An annual plant, initially it grows at ground level as a filgreed rosette of up to 30cm across. It produces tiny mauve-pink flowers on long red hairy stalks from September to May, at which time it can grow up to 50cm tall. In the US it is known as Redstem Filaree, descriptive of its finely divided leaves and opposite leaflets arranged along the red stems. It is found most commonly in drier areas throughout New Zealand, in arable land, poor pasture, dry tussock and grassland.
It is the fruiting bodies which are the significant and unwelcome parts of the plant. Each seed capsule of up to 4cm long terminates in an upright beak, which is sharp enough to pierce an animal’s skin and work its way into the flesh. Each stem carries up to five of these spikes. As the seeds ripen the awn (seed cover) splits into five corkscrew strips which turn downwards and screw themselves into loose soil to bury the attached seeds. In this way a single plant can become a sizeable patch quite rapidly.
A related species, Erodium moschatum, grows in more fertile soil and is also found in most places throughout New Zealand. This type can be an annual or biennial plant. The plants can be described as sticky-hairy with thicker and greener stems and less dissected leaves. The flowers may be pink or white and have shorter stalks and, if crushed, the leaves have a musky odour.
In spring it can become a major pasture component, particularly where there is bare ground caused by over-grazing or winter stock damage. While some farmers in drier areas claim that it offers good fodder for lambs, it has also been reported as causing photosensitisation and staggers in lambs and cattle.

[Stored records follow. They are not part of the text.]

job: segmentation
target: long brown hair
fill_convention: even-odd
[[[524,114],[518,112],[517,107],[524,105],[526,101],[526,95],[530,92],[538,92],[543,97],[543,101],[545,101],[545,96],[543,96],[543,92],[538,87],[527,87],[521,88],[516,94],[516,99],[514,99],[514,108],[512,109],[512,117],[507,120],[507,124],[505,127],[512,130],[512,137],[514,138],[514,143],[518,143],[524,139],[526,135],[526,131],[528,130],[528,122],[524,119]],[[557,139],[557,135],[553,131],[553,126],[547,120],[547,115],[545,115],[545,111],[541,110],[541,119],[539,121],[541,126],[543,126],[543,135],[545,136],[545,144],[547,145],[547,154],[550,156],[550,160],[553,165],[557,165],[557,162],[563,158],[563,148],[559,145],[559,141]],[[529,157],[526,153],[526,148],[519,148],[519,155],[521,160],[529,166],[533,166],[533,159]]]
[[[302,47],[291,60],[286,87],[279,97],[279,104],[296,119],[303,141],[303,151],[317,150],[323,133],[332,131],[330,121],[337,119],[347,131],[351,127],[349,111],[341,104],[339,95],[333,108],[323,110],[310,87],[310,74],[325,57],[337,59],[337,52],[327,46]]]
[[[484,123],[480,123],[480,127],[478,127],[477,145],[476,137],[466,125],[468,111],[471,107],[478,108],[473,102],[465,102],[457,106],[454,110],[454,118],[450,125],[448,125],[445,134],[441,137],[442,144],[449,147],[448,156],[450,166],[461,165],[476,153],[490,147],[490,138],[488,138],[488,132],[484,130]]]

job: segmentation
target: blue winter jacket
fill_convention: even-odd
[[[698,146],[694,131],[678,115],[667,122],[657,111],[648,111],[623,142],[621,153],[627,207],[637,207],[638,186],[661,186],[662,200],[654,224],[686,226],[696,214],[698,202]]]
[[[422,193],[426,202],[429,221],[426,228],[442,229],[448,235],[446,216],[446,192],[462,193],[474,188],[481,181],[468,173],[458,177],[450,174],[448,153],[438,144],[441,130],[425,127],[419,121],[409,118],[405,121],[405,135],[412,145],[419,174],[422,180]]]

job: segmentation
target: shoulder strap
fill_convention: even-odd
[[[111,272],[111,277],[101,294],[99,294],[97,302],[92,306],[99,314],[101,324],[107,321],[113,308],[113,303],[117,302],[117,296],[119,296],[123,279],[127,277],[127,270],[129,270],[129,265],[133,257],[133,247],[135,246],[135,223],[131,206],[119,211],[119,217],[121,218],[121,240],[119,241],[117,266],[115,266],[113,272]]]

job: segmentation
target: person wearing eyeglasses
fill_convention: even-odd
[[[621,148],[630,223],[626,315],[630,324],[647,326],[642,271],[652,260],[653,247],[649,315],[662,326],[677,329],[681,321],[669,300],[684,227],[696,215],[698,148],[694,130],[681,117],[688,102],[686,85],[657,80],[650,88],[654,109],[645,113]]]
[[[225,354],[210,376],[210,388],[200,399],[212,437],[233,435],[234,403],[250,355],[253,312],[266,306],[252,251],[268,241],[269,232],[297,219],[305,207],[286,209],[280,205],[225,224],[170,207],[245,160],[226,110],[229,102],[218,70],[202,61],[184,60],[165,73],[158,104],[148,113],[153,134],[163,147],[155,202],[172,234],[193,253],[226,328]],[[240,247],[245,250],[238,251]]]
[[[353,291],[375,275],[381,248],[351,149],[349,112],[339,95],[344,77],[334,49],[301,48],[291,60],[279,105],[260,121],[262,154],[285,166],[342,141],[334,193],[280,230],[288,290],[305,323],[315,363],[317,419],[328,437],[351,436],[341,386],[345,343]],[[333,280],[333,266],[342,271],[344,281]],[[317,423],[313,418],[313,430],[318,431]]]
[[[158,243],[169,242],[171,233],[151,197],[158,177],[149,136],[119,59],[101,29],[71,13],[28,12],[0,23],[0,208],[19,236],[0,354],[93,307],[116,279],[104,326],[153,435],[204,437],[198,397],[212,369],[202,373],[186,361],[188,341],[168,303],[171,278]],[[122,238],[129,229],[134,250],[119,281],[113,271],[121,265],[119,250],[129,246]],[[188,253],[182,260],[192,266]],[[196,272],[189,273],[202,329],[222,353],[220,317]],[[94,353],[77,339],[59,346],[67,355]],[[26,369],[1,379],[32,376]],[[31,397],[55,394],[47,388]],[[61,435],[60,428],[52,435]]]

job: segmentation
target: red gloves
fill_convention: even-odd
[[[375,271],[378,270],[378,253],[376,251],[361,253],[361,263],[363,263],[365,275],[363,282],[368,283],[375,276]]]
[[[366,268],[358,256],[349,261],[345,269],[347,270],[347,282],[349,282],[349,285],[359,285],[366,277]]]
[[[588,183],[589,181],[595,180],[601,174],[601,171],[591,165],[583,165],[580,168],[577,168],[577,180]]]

Like many weeds it is quick to spread, can form a thick mat in pasture, and is difficult to get rid of. In pasture renovation the pre harvest spray out may have it appear to be drying off, but it will regrow and still be present in new pasture. It also can be a problem in lucerne and other crops. It is not very susceptible to 2,4-D but apparently a picloram/triclopyr mixture such as Tordon gives good control. Seek advice from your weedkiller supplier on what is currently considered effective.
It has a short taproot and can be pulled out while still at the rosette stage, although it also develops a fibrous rooting system as the plant grows which makes manual removal more difficult.